3) Remembering what you've already said
Images: Screenshots Out of the gate Google Assistant promised smart, contextual responses, so if you asked follow-up questions it would respond sensibly. However it wasn't always as smart as we would have liked, and Siri is now just as good at dealing with those follow-up questions, so you can ask both apps for the weather in Sydney, then say "and New York?" and get the right answer.
Where Google Assistant still has the edge is remembering stuff about you (predictably enough for a Google service). Tell the Google Assistant your favourite soccer team, and it remembers that information; Siri just lists soccer fixtures. It's not a huge feature, but now you don't have to out yourself as a Manchester United fan at the bar, and instead can just ask "how did my favourite team do?"
4) Speaking in foreign languages
Images: Screenshots Google Assistant is just more loquacious than Siri full stop, but one area where this really comes in handy is with getting short phrases translated. Ask Google Assistant to say "how are you?" or "what's the time?" in Spanish and you get the answers read back to you with authentic accents.
Siri simply searches Wolfram Alpha for a translation, so it doesn't really work for phrases and you don't get the added bonus of hearing the pronunciation. If you're a long way from home and need to find a bathroom, then Google Assistant is far more helpful (provided you have a decent data plan).

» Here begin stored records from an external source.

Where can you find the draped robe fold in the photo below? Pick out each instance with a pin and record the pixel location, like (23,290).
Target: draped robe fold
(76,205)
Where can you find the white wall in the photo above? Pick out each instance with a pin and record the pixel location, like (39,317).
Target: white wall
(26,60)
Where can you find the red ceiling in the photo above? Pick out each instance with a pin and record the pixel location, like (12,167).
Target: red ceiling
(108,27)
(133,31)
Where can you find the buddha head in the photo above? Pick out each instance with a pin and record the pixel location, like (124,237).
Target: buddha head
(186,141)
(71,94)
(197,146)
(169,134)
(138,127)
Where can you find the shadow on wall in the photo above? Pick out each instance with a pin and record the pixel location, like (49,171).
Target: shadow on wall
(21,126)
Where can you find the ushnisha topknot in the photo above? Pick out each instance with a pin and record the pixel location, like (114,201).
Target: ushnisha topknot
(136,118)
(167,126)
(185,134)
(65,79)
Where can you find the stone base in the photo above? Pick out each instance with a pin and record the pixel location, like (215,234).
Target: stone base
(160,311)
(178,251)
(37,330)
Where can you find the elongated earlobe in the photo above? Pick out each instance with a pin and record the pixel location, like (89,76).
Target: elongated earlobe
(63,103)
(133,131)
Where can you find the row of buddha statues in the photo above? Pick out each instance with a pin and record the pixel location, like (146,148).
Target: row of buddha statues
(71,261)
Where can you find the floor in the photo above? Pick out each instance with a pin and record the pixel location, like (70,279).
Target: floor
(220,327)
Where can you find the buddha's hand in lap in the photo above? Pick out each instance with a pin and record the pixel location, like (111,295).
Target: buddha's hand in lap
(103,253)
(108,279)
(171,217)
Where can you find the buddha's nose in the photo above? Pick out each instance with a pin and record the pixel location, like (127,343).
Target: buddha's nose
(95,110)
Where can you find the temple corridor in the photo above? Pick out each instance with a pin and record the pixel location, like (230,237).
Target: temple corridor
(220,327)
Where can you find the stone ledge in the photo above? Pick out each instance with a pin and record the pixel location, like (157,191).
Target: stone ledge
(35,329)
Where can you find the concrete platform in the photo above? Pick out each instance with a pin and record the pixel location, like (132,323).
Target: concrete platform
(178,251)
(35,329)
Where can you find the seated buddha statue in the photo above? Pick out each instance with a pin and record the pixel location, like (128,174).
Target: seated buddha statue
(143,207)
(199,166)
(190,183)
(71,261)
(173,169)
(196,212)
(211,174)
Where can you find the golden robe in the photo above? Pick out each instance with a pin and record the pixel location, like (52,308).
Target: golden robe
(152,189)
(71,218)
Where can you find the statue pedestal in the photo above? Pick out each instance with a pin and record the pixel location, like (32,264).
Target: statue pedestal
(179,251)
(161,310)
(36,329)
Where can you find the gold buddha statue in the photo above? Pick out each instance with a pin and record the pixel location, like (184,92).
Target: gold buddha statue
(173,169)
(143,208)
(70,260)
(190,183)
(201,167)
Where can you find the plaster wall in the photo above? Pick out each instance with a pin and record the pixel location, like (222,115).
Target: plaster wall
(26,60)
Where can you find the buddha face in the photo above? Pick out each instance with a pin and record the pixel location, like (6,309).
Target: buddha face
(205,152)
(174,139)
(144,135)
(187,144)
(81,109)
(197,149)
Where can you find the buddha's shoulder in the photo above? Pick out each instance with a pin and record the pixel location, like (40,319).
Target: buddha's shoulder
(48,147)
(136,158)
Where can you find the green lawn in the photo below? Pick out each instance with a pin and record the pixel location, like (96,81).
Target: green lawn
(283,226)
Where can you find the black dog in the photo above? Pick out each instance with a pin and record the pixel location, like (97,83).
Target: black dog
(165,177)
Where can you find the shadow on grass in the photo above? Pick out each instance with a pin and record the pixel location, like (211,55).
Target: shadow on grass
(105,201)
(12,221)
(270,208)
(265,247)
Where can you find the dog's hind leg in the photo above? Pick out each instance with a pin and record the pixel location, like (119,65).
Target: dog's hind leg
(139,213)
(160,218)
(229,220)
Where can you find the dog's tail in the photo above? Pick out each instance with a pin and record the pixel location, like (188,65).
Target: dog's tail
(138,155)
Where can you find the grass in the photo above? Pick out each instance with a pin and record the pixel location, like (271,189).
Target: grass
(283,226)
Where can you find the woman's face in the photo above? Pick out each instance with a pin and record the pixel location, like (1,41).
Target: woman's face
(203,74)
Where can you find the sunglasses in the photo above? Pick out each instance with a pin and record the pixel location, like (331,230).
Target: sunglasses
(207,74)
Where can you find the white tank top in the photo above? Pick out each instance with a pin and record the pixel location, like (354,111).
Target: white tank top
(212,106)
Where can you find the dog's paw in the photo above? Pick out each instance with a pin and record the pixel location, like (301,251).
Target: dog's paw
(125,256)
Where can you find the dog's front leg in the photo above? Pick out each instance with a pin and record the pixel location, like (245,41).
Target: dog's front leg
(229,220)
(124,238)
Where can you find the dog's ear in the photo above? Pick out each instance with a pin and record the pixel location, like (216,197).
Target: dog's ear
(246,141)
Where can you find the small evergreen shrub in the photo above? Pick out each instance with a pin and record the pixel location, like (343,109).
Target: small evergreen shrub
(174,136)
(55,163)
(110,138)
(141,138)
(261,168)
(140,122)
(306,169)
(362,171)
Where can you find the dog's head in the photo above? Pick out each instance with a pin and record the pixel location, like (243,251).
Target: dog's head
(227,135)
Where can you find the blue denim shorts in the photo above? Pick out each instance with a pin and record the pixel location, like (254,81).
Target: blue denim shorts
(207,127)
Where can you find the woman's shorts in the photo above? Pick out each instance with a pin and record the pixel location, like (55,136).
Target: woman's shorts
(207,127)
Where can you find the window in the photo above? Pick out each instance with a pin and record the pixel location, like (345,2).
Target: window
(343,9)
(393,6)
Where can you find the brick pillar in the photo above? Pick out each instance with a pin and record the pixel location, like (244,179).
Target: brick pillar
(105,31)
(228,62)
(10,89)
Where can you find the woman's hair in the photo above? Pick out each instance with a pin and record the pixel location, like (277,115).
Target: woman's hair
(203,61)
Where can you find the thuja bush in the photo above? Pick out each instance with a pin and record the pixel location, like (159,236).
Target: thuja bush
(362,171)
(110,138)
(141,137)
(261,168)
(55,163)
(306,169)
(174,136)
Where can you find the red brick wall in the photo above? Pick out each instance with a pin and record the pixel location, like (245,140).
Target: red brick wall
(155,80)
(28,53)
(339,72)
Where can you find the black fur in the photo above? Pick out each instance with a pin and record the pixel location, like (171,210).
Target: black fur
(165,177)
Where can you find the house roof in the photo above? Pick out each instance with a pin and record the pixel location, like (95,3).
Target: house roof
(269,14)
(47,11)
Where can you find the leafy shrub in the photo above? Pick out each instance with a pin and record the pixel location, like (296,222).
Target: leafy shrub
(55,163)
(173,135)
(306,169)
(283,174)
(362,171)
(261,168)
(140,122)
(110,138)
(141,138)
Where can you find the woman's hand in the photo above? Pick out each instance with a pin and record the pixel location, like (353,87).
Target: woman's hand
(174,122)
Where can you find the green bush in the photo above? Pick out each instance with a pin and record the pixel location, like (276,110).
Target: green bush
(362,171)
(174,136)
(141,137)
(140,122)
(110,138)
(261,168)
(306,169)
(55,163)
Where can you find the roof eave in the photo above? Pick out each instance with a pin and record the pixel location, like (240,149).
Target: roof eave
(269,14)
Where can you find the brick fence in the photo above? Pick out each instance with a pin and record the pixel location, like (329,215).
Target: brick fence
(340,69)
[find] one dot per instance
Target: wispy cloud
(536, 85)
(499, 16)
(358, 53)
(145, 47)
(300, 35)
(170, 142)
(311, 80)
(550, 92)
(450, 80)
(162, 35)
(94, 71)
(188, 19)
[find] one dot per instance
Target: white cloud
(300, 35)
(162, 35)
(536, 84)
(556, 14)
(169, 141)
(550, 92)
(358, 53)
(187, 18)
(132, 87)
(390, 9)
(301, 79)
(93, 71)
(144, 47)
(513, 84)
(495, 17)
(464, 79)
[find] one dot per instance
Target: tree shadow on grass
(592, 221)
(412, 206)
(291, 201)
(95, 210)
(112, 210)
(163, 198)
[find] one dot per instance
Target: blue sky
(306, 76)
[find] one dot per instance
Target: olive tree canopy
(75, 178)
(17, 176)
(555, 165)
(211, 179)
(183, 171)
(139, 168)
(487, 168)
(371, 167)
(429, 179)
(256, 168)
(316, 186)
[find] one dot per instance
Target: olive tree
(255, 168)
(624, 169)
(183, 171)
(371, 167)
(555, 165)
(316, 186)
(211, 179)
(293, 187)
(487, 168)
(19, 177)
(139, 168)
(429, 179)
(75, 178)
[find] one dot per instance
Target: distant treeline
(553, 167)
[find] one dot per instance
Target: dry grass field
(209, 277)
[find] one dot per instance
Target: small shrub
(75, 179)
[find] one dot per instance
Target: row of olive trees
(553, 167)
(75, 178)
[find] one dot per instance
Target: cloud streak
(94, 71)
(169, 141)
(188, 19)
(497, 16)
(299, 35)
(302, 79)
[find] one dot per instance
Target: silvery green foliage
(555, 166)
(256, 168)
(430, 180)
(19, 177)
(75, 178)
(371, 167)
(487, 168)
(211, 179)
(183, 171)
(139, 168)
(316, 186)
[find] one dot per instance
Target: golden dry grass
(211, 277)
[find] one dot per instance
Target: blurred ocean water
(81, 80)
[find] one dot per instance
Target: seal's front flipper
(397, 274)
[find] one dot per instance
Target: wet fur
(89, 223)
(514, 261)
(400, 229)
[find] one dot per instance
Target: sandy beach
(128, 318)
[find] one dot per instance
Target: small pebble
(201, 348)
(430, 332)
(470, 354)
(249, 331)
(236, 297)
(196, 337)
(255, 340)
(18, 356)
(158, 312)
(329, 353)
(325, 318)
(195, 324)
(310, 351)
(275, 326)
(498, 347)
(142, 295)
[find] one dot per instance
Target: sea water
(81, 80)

5) Going beyond being an assistant
Images: Screenshots Google Assistant is much more than an assistant, despite the name: it will read you poetry, tell you a joke, or play a game with you. At the moment Siri can't do any of those things, and returns a rather evasive response (though to give it credit, it will direct you to the App Store if you ask to play a game).
It's perhaps a sign of Google's ambition for its new Assistant app, as a whole new interface for the web and your phone rather than just an add-on. It's also fair to say it's still more rough around the edges than Siri is, but Apple's got its work cut out if it wants to keep pace with what Google's doing.